The new push in surfboard design was first referred to as a "revolution" in the April 1968 issue of Petersen's Surfing magazine, just a few weeks after the vee-bottoms were introduced in California. By early 1969 the vee-bottoms were phased out as boardmakers shot off in all directions looking for the next groundbreaking design, creating 5'8" by 23" double-ender blobs and 7' by 16" stilettos; using 12" narrow-base fins and 3" "finger" fins; and marketing their latest board ("stick," "tool," "surfing utensil," or "kinetic vehicle" in the going argot) with mumbo-technical ad copy that referenced displacement hulls, rail camber, and S-rocker.
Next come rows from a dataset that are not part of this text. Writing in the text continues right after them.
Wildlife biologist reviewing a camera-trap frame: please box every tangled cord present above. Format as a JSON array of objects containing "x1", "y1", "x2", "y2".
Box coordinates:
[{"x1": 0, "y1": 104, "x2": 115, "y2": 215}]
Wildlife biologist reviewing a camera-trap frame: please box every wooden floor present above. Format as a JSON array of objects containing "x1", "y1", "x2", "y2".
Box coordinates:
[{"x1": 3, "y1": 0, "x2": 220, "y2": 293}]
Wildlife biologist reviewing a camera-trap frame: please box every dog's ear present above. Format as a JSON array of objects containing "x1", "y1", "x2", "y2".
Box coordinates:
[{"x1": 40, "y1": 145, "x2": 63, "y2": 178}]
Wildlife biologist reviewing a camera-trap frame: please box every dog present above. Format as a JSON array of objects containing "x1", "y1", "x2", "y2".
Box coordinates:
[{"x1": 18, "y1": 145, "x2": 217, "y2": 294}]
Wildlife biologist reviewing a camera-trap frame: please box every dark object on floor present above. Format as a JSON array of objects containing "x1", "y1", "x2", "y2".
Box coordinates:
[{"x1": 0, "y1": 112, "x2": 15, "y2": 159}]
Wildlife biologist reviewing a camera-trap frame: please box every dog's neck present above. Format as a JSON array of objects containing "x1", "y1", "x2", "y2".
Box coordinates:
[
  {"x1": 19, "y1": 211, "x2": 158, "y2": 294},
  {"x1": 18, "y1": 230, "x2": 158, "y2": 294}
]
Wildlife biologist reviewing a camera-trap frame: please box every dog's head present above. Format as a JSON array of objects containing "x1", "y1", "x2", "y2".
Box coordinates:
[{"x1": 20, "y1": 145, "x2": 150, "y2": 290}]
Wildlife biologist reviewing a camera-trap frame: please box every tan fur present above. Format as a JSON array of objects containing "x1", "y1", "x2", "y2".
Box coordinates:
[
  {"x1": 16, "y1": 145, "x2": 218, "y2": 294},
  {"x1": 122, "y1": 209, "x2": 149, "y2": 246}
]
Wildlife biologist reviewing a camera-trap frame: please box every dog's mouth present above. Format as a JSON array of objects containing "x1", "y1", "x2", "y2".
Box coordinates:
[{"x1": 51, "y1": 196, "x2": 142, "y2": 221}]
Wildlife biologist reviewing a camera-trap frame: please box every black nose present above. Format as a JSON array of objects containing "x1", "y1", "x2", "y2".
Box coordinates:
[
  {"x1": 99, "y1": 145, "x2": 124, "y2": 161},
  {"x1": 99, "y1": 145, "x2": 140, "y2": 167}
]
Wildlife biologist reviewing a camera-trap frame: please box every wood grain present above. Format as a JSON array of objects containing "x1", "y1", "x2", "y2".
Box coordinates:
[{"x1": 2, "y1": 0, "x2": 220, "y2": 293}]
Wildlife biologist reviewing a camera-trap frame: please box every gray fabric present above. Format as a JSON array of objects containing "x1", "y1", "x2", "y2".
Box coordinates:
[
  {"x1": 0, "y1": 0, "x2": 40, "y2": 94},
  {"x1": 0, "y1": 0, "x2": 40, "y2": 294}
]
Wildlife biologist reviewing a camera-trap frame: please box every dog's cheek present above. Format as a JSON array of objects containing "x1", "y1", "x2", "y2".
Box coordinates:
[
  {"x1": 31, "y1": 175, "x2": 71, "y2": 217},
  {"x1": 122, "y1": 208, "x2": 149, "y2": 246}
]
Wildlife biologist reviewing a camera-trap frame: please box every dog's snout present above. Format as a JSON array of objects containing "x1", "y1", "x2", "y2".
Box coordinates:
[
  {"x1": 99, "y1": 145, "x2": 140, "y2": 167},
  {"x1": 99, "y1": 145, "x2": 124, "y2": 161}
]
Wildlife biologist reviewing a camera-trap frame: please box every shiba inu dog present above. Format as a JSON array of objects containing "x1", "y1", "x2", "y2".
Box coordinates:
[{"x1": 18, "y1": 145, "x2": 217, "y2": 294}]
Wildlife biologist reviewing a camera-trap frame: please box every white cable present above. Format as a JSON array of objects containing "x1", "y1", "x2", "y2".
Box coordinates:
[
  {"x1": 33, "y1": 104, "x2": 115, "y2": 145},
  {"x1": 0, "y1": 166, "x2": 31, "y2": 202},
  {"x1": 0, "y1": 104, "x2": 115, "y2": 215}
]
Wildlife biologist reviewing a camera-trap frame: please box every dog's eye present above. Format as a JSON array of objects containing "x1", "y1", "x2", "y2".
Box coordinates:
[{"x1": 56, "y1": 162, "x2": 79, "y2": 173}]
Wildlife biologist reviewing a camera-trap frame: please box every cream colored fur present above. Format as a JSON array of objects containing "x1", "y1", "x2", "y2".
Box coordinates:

The shortboard revolution was disastrous for the big-label surfboard companies, all of whom were caught with a huge inventory of obsolete longboards. It was low-overhead boardmakers working out of backyards and garages who got the early jump on short surfboards, and industry titans of the mid-'60s either scaled back their operations or shut down altogether.
As quickly as surfboard design was changing, so, too, were surfing techniques, with riders now jamming up and down across the wave face, rebounding off the whitewater, and riding ever deeper inside the tube—an area of the wave that had been mostly off-limits on longboards.
The entire sport was also being re-shaped by Woodstock-era drugs, music, language, graphics, fashion, and politics. Surfer magazine cover captions went from "Jock Sutherland charges down the face of a Pipeline giant" (1966) to "Tom Stone suspended in the Pipeline vector complex" (1970).
At the 1970 world championships, held in Victoria, Australia, the heavily favored Aussies rode balky sub-six-foot "mind machines" and were beaten by Californian Rolf Aurness, who used a sensible 6'10" roundtail. Board experimentation would continue in the years and decades ahead, but Aurness's win in Victoria effectively brought the shortboard revolution to an end.
Furthermore, by the mid-'70s the revolution was in a sense coming undone. "Re-enter the longboard," Bob McTavish wrote in a 1977 Surfer magazine article, saying how he'd returned to a 9' by 22" board when the waves were small. "It's good to see them back."
Going Vertical, an Australian documentary chronicling the early days of the shortboard, was released in 2010.